To-day he seated himself and asked her opinion of the drawing he carried. As usual, his manner was without animation, yet she instantly felt that he expected a word of praise. This was extraordinary on his part, as he invariably gave out the wordless impression that he continued to live more from habit than anything else, but found life wholly without interest.

The picture, which was destined to illustrate a jingling little rhyme and visualize it for such readers as have no imagination, represented a short-skirted maid standing by a rustic fountain, pitcher in hand. Cartice gave a little cry of delight, as her eyes fell upon it, though a second glance showed her that something was wrong with it, but what, she could not for a moment say. Presently the blunder stood revealed, and was gross enough to mortify Bardell for all time, if she pointed it out. Yet it would be his ruin to let him go to the “art man,” with the drawing as it was. So she said, “It is charmingly done; but there is a trifling error in it. The girl’s feet are put on wrong. Left and right have changed places.”

The pale, hollow face of the artist flushed red with shame. “I’m most grateful to you, Mrs. Doring,” he said, as his astonished eyes saw the hitherto unnoticed blunder. “Had I gone to Buskirk with that it would have been the end of me in this shop. As it is he almost withers me with his contempt. It doesn’t stop at my work, either, but includes all there is of me, physically, mentally, artistically, and financially. I sustain myself under it with the reflection that, however profound his contempt for me, it is outdone again and again by my contempt for myself.”

Cartice understood well the awful wounds to self-respect men and women are daily forced to endure for the sake of a chance to earn a livelihood. She looked at Bardell with a vast, wordless sympathy shining in her eyes, thinking of the courage necessary in the tragedy of life, as displayed by the man before her and tens of thousands of others. He understood and went on:

“I don’t endure it for the mere sake of living, I assure you. The experience called life, as I know it, isn’t worth it. But when I was younger and considerably more of a fool than I am now, I married, as a kind of business or because others did, or I don’t really know why. Anyhow, I have a little family now, and I have to put up with everything, no matter what, in order to support them. Besides, I have other ties that hold me to life, and those are my ideals.”

Mrs. Doring looked up with a start. “Tell me about them,” she said.

“Ever since I can remember they have been with me, and are my true life,” he said. “They exist in the shape of simple rustic scenes, old-time well-sweeps, tumble-down stone-houses and walls and things of that sort, with people in them who are a part of their history. They come into my mind and insist upon being painted. They are not satisfied to be put in black and white. That is crucifixion for them and for me, too. They beg, entreat and command me to put them in color.

“This girl at the old-time fountain in this drawing is one of them. That’s the reason the picture isn’t hard and lifeless like most of the truck I bring in here.

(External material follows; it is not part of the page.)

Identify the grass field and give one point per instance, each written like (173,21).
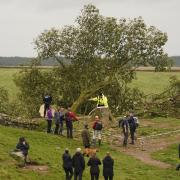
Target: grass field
(168,155)
(48,149)
(148,82)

The blunder of putting her feet on wrong occurred, because I drew the feet last, and about that time she found out that she wasn’t being painted, but was to be a sacrifice to the terrible monster of newspaper illustration, which is an easy way to please children and uneducated people, and an offence to those of a higher order of intelligence. In rage at the use I was going to make of her she jumped up and down so fast that her feet got tangled in my mind. I saw her, you understand. She was real—I saw her—not in flesh and blood, but imagination, which to me is a kind of higher reality.”

Astonished and delighted to find one worker with ideals above mere keeping afloat, Cartice asked him if he worked on his ideals or merely dreamed of them.

“I reach after them all I can,” he said, “handicapped as I am. I give my heart to them, though I haven’t been able to give them much of my time. But I have not kicked them out of my way, or murdered them to sell their flesh at the nearest market, as many of my associates have done. Nor have I given up the belief that, if we work on our ideals, devote ourselves to them, in the face of every obstacle, we shall be lifted out of the dreadful mire of the commonplace, where the feet of most of us stick fast all our lives. But they will have no half-hearted devotion. They want whole-souled service only, and they are right. Willing to give us all of themselves it is only fair they should ask all from us.